La Fondazione MAST ospita la prima mostra antologica dell’artista Richard Mosse, curata da Urs Stahel: un percorso unico in termini di impatto visivo, capace di rovesciare il modo in cui rappresentiamo e percepiamo la realtà.

Fin dal principio della sua ricerca, l’artista lavora sul tema della visibilità, sul modo in cui siamo abituati a vedere, pensare e intendere la realtà.
Le situazioni critiche e i luoghi di conflitto sono fotografati e filmati con l’utilizzo di tecnologie di derivazione militare, che stravolgono totalmente la rappresentazione fotografica, creando immagini che colpiscono per estetica, ma che al contempo suscitano una riflessione etica. Quando attraverso la bellezza, che l’artista definisce “lo strumento più affilato per far provare qualcosa alle persone”, si riesce a raccontare la sofferenza e la tragedia, “sorge un problema etico nella mente di chi guarda”, che si ritrova confuso, impressionato, disorientato. L’invisibile diventa visibile, in tutta la sua natura conflittuale.

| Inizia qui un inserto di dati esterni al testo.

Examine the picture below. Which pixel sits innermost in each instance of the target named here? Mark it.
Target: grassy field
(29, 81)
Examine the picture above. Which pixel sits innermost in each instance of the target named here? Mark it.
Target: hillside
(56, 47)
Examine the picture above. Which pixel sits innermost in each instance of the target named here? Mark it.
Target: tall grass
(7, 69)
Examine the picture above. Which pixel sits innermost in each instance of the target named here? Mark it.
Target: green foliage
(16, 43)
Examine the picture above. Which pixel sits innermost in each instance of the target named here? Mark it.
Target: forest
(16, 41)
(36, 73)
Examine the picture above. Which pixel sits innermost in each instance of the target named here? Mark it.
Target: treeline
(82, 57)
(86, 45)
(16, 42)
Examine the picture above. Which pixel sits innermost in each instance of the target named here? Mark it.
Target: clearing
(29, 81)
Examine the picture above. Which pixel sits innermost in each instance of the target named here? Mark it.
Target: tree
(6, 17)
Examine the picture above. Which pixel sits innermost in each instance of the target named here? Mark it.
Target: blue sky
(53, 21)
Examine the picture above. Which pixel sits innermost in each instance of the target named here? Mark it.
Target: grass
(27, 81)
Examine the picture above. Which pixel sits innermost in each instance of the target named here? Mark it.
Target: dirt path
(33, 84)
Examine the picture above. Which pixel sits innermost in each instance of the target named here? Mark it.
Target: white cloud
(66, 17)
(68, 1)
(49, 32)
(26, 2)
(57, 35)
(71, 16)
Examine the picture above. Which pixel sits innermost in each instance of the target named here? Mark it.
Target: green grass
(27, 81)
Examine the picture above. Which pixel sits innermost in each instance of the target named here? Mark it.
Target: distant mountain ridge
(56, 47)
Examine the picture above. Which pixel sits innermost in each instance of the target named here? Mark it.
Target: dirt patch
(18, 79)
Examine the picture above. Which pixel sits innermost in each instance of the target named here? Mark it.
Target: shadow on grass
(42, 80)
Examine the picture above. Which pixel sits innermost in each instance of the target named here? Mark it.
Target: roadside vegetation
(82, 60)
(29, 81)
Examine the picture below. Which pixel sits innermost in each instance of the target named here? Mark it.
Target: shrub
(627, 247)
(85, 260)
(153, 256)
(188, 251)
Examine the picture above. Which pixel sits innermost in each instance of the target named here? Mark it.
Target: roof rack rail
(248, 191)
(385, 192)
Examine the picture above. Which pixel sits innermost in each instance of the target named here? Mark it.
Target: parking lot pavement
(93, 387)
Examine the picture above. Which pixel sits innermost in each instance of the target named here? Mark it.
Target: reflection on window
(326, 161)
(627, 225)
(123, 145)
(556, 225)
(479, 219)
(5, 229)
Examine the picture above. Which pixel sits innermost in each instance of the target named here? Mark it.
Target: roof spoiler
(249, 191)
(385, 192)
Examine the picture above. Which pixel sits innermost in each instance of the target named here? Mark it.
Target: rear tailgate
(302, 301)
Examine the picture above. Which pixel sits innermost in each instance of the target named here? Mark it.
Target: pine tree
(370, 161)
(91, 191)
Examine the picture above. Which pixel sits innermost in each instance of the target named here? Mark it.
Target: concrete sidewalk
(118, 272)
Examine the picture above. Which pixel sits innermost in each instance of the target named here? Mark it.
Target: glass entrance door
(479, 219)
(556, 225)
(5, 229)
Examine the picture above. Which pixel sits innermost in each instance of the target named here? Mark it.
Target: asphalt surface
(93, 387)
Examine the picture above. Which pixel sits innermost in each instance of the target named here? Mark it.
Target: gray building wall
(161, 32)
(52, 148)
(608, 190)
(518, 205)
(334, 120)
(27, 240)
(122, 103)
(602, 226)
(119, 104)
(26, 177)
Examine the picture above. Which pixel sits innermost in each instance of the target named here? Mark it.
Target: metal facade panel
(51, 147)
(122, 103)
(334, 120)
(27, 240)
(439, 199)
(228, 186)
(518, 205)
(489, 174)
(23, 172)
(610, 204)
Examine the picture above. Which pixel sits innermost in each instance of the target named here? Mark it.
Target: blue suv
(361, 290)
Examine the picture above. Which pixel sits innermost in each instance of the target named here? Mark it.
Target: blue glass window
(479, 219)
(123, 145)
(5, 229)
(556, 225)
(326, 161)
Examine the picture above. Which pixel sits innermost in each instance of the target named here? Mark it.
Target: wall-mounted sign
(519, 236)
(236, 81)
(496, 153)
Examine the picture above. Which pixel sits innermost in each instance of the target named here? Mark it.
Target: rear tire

Nella mostra, le fotografie di grande formato e i video generano un’esperienza immersiva di rara intensità, sorprendente per la forza degli stimoli visivi e sonori. Emerge la straordinaria attualità del lavoro di Mosse, che sovvertendo le convenzioni fotografiche, grazie alla tecnologia, ci fa osservare l’invisibile: i conflitti, le migrazioni, il cambiamento climatico.

Scrive Simona Marani su Elle :

https://www.elle.com/it/magazine/arte/a36720496/mostre-bologna-2021-richard-mosse/?fbclid=IwAR3HNlFpnhaIo1TV9Czxi-ykva5YJ28GPOMDnLZ_n0VCVRVnVzJWPHGPf44

Usando in modo eversivo la relazione tra fotografia documentaria e arte contemporanea, armi termografiche e pellicole sensibili ai raggi infrarossi in dotazione all’esercito, Richard Mosse altera anche l’equilibrio tra visibile e invisibile, tra estetica ed etica. Insinua dubbi su quello che stiamo guardando e desideriamo vedere, usa la nostra brama di estetica per recuperare l’etica. Sollecita il risveglio della coscienza del mondo per salvare la bellezza? Di sicuro accende una luce diversa su quello che non possiamo-vogliamo-riusciamo a vedere, con un messaggio rosa shocking che articola anche la sua prima antologica, Richard Mosse. Displaced. Migrazione Conflitto Cambiamento Climatico curata da Urs Stahel negli spazi della Fondazione Mast di Bologna.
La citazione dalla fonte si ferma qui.